Not only are insurance companies “particularly attractive targets for cyber criminals,” according to a report released by US telecoms operator Verizon this week, they are also “uniquely vulnerable,” the report’s author said.
The company’s 2015 Data Breach Investigations Report placed the insurance industry in the financial services category, which suffered from 642 security incidents, making it the third most attractive sector to attack behind public and information.
Stephen Busateri, insurance global lead for Verizon Enterprise Solutions, who compiled the insurance aspect of the report, told Insurance Business
the insurance industry is “uniquely vulnerable” because the personally identifiable information held by insurers is a “particularly appealing target for cyber criminals.”

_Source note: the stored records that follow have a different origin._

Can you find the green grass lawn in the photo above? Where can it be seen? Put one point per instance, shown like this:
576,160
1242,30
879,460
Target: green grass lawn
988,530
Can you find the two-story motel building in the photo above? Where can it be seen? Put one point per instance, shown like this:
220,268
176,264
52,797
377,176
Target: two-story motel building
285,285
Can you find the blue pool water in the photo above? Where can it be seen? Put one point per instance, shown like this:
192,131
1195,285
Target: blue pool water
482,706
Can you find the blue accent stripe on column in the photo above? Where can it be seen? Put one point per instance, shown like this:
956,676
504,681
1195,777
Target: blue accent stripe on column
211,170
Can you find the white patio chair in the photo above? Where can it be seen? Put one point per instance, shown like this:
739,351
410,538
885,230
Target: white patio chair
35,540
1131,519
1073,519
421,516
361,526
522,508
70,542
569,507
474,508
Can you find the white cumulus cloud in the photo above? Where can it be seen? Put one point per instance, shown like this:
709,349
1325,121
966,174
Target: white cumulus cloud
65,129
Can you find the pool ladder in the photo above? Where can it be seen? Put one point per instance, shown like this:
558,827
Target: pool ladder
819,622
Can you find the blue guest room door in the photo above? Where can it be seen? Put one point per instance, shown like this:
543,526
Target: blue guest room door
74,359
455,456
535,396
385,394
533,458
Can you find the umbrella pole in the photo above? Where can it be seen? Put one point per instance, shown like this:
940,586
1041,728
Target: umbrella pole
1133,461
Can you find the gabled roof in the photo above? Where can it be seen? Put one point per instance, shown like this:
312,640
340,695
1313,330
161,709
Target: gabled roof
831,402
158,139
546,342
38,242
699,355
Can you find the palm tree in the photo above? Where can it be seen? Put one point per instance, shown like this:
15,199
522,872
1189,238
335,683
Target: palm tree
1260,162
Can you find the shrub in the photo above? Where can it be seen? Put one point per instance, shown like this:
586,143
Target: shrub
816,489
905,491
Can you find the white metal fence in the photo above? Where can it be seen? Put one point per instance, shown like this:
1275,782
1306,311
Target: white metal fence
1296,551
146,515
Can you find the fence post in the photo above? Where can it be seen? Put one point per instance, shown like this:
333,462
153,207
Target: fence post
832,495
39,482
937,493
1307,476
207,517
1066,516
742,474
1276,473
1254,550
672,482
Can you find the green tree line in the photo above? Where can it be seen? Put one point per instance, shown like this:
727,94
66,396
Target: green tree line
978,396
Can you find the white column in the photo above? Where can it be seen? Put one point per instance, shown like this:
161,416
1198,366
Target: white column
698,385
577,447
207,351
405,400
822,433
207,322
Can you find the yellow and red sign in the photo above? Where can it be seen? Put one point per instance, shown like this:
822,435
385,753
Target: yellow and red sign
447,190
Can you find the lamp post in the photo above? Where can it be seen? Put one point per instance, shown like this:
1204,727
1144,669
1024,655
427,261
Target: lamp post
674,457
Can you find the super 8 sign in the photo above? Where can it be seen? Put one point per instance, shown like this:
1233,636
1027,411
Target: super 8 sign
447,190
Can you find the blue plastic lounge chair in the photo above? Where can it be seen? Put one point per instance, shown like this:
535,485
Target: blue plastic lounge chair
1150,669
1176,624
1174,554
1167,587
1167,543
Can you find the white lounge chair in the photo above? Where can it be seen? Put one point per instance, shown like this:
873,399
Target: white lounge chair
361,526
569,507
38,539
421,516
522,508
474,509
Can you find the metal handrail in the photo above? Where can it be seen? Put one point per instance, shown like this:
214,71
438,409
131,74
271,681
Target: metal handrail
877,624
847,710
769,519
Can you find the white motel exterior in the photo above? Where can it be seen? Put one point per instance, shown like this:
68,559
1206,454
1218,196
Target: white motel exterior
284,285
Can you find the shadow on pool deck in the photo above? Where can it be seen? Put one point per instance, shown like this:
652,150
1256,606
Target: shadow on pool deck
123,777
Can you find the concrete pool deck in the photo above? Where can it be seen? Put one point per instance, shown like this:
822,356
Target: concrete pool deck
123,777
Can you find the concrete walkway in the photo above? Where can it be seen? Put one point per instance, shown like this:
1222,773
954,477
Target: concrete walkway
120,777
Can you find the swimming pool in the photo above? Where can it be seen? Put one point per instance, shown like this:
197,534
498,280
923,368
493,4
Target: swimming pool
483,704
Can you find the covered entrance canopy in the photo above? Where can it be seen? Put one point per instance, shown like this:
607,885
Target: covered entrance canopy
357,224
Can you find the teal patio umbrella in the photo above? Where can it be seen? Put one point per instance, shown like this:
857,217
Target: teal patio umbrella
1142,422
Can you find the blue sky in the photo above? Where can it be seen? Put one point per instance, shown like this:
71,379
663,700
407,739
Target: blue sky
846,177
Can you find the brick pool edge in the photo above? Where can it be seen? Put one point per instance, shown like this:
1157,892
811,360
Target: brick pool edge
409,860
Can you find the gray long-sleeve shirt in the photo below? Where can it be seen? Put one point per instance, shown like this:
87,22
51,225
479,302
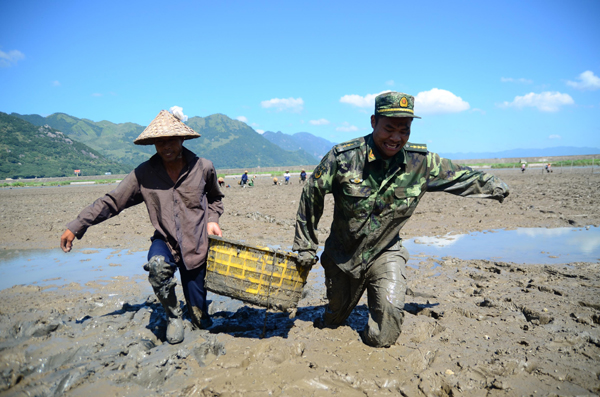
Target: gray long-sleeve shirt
179,211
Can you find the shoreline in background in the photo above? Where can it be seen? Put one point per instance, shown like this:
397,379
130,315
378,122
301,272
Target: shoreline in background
509,163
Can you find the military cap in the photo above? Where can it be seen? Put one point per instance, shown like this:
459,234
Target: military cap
395,104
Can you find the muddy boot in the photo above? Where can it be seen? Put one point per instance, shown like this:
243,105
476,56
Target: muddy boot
163,283
200,319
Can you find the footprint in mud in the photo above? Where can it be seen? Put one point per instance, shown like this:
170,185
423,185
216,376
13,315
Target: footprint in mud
208,351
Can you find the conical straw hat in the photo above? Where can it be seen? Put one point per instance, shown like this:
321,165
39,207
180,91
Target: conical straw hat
165,125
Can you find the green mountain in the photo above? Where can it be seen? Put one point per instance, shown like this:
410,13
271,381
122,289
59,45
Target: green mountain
233,144
314,145
227,143
114,141
28,151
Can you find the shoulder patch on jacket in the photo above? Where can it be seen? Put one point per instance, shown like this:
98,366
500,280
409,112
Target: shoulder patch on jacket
416,147
343,147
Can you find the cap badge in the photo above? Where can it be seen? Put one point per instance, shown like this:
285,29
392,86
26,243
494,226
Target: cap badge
371,155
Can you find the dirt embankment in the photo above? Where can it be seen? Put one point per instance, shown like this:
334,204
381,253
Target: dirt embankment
471,327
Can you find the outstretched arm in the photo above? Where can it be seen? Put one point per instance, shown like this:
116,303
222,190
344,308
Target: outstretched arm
445,176
66,240
124,196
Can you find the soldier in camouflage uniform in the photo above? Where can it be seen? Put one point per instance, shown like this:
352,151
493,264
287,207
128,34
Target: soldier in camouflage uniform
377,182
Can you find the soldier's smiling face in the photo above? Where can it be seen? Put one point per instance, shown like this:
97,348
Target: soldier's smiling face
390,134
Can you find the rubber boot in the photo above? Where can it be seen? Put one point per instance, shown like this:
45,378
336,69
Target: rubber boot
163,283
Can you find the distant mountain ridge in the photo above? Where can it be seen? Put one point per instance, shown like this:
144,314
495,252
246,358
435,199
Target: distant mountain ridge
226,142
518,153
28,151
314,145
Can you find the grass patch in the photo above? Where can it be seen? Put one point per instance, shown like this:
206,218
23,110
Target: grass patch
21,183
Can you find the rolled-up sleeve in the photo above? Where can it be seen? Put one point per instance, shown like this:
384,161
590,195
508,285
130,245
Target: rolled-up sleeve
127,194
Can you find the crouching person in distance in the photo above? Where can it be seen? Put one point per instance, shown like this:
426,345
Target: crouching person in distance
182,195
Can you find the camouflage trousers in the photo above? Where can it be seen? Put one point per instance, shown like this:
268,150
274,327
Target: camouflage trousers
385,282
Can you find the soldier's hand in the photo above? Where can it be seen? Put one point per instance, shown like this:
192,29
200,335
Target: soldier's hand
499,194
307,259
66,240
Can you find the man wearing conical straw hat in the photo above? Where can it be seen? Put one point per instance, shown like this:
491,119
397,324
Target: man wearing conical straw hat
183,199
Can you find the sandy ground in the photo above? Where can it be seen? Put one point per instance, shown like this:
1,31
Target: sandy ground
473,328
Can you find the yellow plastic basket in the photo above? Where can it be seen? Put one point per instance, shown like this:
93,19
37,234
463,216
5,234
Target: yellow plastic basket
258,275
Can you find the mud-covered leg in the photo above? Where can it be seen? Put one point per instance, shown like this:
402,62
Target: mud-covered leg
195,293
163,283
386,288
343,294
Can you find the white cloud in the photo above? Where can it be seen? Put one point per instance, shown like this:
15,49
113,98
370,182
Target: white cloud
10,58
367,101
319,122
347,127
437,101
511,80
292,104
546,101
587,81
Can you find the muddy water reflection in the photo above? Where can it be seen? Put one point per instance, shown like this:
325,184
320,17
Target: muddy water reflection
529,245
524,245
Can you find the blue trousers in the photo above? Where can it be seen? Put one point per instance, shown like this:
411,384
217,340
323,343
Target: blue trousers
192,281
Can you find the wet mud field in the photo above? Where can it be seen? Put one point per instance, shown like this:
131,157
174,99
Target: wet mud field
475,327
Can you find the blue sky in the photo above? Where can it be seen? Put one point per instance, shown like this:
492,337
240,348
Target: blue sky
487,76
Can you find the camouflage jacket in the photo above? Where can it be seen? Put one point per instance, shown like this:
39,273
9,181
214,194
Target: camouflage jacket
374,198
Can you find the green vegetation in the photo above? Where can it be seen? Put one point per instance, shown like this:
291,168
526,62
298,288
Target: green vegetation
27,151
227,143
33,183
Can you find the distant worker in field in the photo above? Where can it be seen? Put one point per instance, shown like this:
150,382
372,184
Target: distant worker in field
244,180
184,203
377,181
302,176
286,176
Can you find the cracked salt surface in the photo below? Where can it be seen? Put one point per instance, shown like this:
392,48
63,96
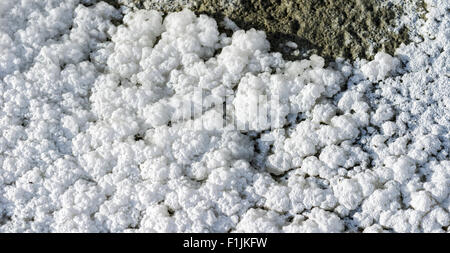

Insurance companies, he said, need to be more active in protecting their data because they have sensitive customer data on their systems.
The report said that as more insurance companies use the internet to share data and turn towards working with brokers in adjacent markets, they are “further increasing their attack surface,”
Of all the breaches, 28% were a result of by ‘miscellaneous errors,’ including human errors.
“With policy documents being sent back and forth by email, there is plenty of scope for human error allowing cyber criminals to compromise insurance companies’ systems and install malware,” the report stated.
Verizon listed some steps insurance companies can take to increase their security:
- Companies need to fully understand their data, including what data they have, where it’s stored and exactly who has access to it
- Set up controls to watch for data transfers out of the organisation
- Better educate staff so that they do not enter their credentials on unsafe websites or open attachment from unknown senders
Verizon collected data from 70 organizations worldwide and claimed 2,122 confirmed incidents of data loss had occurred, with an estimated a loss of US$400m from 700 million compromised records.